Eu e Wanessa nos entreolhamos. Dan era muito esperto e não acreditou na nossa resposta curta e apressada. Mas era bem óbvio que ele não acreditaria facilmente naquilo, já que seu sonho era ser físico. Os físicos são muito inteligentes, e o Dan usa de seu raciocínio lógico e cérebro brilhante para conseguir o que quer. Tudo para ele tinha uma tese, e as vezes isso era meio irritante.

— Você não aprontou nada para ele, Lola? — perguntou ele mais uma vez, me olhando de forma séria.

Engoli com dificuldade o nó que se formou em minha garganta e fiz o maior semblante de inocente que consegui para poder mentir para o amor da minha vida. O mais engraçado, é que o Dan era uma das únicas pessoas capazes de fazer com que eu me sentisse culpada pelas merdas que eu fazia.

Mas mesmo assim, eu continuava aprontando e mentindo, sem saber que nessa, eu estava me corrompendo totalmente e entrando em um caminho que poderia não ter mais volta.

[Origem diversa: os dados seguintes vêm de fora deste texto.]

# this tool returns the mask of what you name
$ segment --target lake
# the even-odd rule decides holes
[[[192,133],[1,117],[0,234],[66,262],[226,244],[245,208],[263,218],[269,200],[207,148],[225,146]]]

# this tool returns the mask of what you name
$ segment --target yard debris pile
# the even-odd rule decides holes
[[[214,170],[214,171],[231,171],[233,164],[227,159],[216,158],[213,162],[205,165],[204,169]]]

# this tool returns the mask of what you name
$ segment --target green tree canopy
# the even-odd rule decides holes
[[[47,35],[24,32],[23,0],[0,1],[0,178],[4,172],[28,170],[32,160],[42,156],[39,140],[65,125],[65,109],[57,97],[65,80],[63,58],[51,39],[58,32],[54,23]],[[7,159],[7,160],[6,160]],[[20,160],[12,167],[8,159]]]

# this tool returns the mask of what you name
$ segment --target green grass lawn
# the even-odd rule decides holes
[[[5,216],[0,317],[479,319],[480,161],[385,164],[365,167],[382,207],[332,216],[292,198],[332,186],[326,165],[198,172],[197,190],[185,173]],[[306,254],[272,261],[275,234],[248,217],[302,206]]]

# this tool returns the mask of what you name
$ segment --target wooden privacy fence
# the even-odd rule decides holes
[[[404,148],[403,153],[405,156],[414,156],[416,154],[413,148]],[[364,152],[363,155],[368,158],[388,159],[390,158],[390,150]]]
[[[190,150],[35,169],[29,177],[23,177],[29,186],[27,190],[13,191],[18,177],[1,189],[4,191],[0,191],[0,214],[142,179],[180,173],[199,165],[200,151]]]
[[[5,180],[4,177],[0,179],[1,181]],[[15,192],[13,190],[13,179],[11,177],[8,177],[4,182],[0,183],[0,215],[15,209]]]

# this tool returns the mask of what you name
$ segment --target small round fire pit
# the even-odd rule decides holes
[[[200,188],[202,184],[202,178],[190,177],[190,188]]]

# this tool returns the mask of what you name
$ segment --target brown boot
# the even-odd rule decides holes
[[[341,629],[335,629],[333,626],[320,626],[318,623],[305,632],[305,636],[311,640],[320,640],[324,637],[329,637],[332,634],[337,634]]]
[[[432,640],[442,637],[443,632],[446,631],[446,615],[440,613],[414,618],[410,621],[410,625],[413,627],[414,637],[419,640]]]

—Eu não aprontei nada, eu juro.

E mesmo sabendo que ele poderia descobrir que eu estava mentindo, não tive coragem de lhe contar a verdade.

O sinal tocou, e eu respirei aliviada.

Saí andando na frente dos meus dois melhores amigos, mas meu coração retumbava no peito.

Eu sabia que daquela vez, o Dan tinha acreditado em mim.